Udo Walz: Sein letzter Wunsch geht nicht in Erfüllung

Wenige Tage nach Udo Walz´ Tod ist Deutschland noch immer sprachlos. Und das wird nicht besser, nachdem jetzt klar wurde, welcher Wunsch für den einstigen Starfriseur für immer unerfüllt bleibt.


„Udo hat immer gesagt, mein Sarg muss den Ku´damm heruntergefahren werden und vor meinem Laden muss noch mal Halt gemacht werden“, erklärt sein bester Freund René Koch den letzten Wunsch in einem Interview. Auf Grund der Corona-Pandemie wird dieser nun aber nicht mehr in Erfüllung gehen. Traurig, wenn man bedenkt, dass Udo Walz zu Lebzeiten ein sehr geselliger Mensch war und kaum eine Party ausließ. Noch im Frühling diesen Jahres erklärte er in einem Interview: „„Ich vermisse meine Mitarbeiter und auch meine Kunden sehr. Ich bin ja ein sehr geselliger Mensch und brauche die sozialen Kontakte.“ Der einzige Trost, der Udo jetzt bleibt: Alle seine Freunde und Bekannten dürften in diesen schweren Tagen und ihr gesamtes weiteres Leben mit Wärme im Herzen an ihn zurückdenken.


Schon vor seinem Tod war es den engsten Freunden und Verwandten Walz´ nicht erlaubt, ihn in der Berliner Charité zu besuchen. René Koch hat trotz all diesem Drama aber Verständnis für die Maßnahmen: „Viele Menschen dürfen ja nicht zu ihren Verwandten gehen, wenn sie jetzt auf einer Intensivstation liegen“, meint er. Auch Udos Ehemann Carsten Thamm durfte nicht bei Udo sein. Selbst in den letzten Stunden in seinem Leben war Udo Walz gänzlich alleine. Ein Schicksal, dass einem das Herz zerreißt und mit dem vor vor allem Carsten Thamm nun zu kämpfen haben dürfte.

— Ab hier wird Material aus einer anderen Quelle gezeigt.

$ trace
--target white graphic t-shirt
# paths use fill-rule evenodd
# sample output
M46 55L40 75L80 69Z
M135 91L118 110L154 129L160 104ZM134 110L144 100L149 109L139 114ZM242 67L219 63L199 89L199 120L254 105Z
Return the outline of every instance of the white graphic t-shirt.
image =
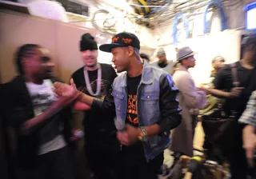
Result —
M35 116L44 113L50 105L58 100L57 94L52 91L52 82L49 79L44 80L42 85L32 82L26 82L26 85L32 99ZM62 129L58 121L58 119L50 120L40 129L42 143L38 155L62 149L66 145L63 136L58 132ZM54 136L54 138L51 138L50 134L49 134L52 133L54 133L52 134ZM58 134L54 135L56 133Z

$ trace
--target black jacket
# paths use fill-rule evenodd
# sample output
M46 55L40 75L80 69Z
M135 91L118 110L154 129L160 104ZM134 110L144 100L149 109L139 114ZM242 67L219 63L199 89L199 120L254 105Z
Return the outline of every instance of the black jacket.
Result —
M60 82L57 78L52 78L51 81ZM8 90L6 95L8 96L8 111L6 117L8 123L14 127L17 134L17 159L22 165L34 165L36 156L38 155L40 144L39 133L40 127L28 135L21 135L19 131L22 125L27 120L34 117L32 100L26 86L25 80L22 77L18 76L7 84ZM55 115L60 115L62 121L64 129L63 135L67 144L70 143L71 136L70 119L71 109L66 108Z

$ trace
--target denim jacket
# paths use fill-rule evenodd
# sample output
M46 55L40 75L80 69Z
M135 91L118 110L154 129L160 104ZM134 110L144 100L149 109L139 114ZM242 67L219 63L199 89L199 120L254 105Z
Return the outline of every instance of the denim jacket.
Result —
M127 108L127 74L115 78L110 94L107 94L101 107L115 106L115 125L118 130L124 129ZM145 62L141 82L137 90L137 109L139 126L158 124L161 133L148 137L142 142L147 161L154 159L170 145L170 130L181 121L178 107L178 90L170 74ZM98 100L94 100L93 106ZM114 102L114 104L113 104Z

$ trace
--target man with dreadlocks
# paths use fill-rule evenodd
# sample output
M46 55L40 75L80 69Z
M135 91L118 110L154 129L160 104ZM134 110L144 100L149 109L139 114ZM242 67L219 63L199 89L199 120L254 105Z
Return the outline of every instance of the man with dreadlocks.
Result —
M9 82L8 121L17 134L17 175L21 179L74 178L66 105L77 96L58 97L48 50L22 46L15 58L19 75Z

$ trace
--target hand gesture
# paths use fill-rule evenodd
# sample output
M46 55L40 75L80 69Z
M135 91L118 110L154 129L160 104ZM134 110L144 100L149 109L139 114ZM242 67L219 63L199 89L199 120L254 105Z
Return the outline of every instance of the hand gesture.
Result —
M60 97L71 97L77 92L74 80L70 79L70 85L62 82L54 83L54 91Z
M126 130L123 132L118 131L117 137L120 141L121 144L125 145L130 145L138 140L138 137L140 133L139 128L135 128L130 125L126 125Z

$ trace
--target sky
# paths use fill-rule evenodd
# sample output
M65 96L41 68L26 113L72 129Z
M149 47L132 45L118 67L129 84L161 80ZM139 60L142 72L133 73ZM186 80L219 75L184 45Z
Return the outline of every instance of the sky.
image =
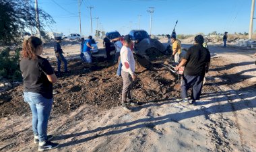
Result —
M79 34L79 0L38 0L38 7L50 14L56 24L45 27L46 31ZM92 28L108 32L117 30L127 34L140 29L150 34L149 7L152 13L152 34L171 34L175 22L177 34L207 34L228 32L249 32L251 0L80 0L83 36L90 35L90 6ZM98 19L96 20L96 17ZM255 28L253 28L253 31Z

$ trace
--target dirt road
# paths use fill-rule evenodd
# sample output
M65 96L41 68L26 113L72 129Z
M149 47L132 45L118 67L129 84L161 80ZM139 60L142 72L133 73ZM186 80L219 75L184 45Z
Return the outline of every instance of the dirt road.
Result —
M60 147L53 151L256 151L256 66L252 56L255 50L219 46L210 46L210 49L211 69L197 106L179 102L180 91L174 88L174 76L161 68L139 74L132 96L145 104L134 108L133 112L125 112L119 106L121 79L113 77L113 66L97 71L94 77L86 73L61 79L70 82L76 79L81 87L78 90L90 87L94 88L92 91L97 91L95 88L106 90L99 91L96 99L84 100L77 109L67 113L57 110L61 105L55 105L49 133L56 135L54 141ZM82 80L88 83L81 85ZM94 86L94 81L100 81L109 84L109 87ZM72 83L73 87L76 85ZM163 91L163 88L167 89ZM61 87L56 89L62 92ZM21 91L19 87L14 89L15 93ZM148 89L152 91L147 92ZM78 98L81 100L92 98L88 91ZM117 98L111 98L104 94L106 91ZM162 95L159 96L160 93ZM75 91L69 93L73 93L73 98L77 96ZM147 96L143 96L143 93ZM13 114L0 120L0 151L37 150L38 146L32 142L31 114Z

Walz starb an multiplem Organversagen. 14 Tage zuvor erlitt der Friseur bereits einen Diabetes-Schock, von dem er sich nicht wieder erholte und in Folge ins Koma fiel. „Udos Diabetes war auch schon fortgeschritten. Und er hat sich auch nicht immer so ganz an alles gehalten. Er hat auch gerne mal Kuchen und Eis gegessen. Das war eben Udo!“, erinnert sich Koch an seinen besten Freund.